We designed Automata, a tool to holistically grade computer programs. A critical component was to determine whether a program was semantically `close’ to a correct answer. This was traditionally done either by evaluating test-suites or by solving constraint equations using SAT solvers. The former is an error-prone metric while the latter infeasible for real-time systems. We designed a grammar for generating features from the abstract syntax trees of programs. They captured data and control dependencies between variables, which we showed to provide significant additional information. Supervised models learnt on these features had a correlation of ~0.9 with expert raters, rivaling inter-rater correlations.

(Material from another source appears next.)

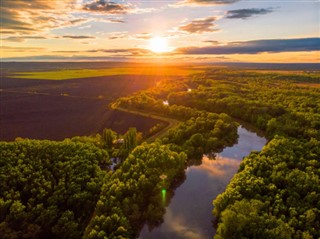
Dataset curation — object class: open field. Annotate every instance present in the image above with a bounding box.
[0,65,182,140]
[8,66,205,80]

A particular bottleneck in our KDD ‘14 work was in building predictive models for every programming question we designed. It is a time consuming and human-intensive effort. Extending our work, we conceived a way to transform program features from each question onto a question-independent space. This question-independent space quantified a program’s correctness without the help of labeled data. Such a metric allowed us to compare programs attempting different questions on the same scale. We showed that supervised models learnt on these transformed features were able to predict as well as those learnt on question-specific features
Test cases evaluate whether a computer program is doing what it’s supposed to do. There are various ways to generate them – automatically based on specifications, say by ensuring code coverage or by subject matter experts (SMEs) who think through conditions based on the problem specification. We asked ourselves whether there was something we could learn by looking at how student programs responded to test cases. Could this help us design better test cases or find flaws in them? By looking at such responses from a data-driven perspective, we wanted to know whether we could .a. design better test cases .b. understand whether there existed any clusters in the way responses on test cases were obtained and .c. whether we could discover salient concepts needed to solve a particular programming problem, which would then inform us of the right pedagogical interventions. We built a cool tool which helped us look at statistics on over 2500 test cases spread across over fifty programming problems attempted by nearly 18,000 students and job-seekers in a span of four weeks!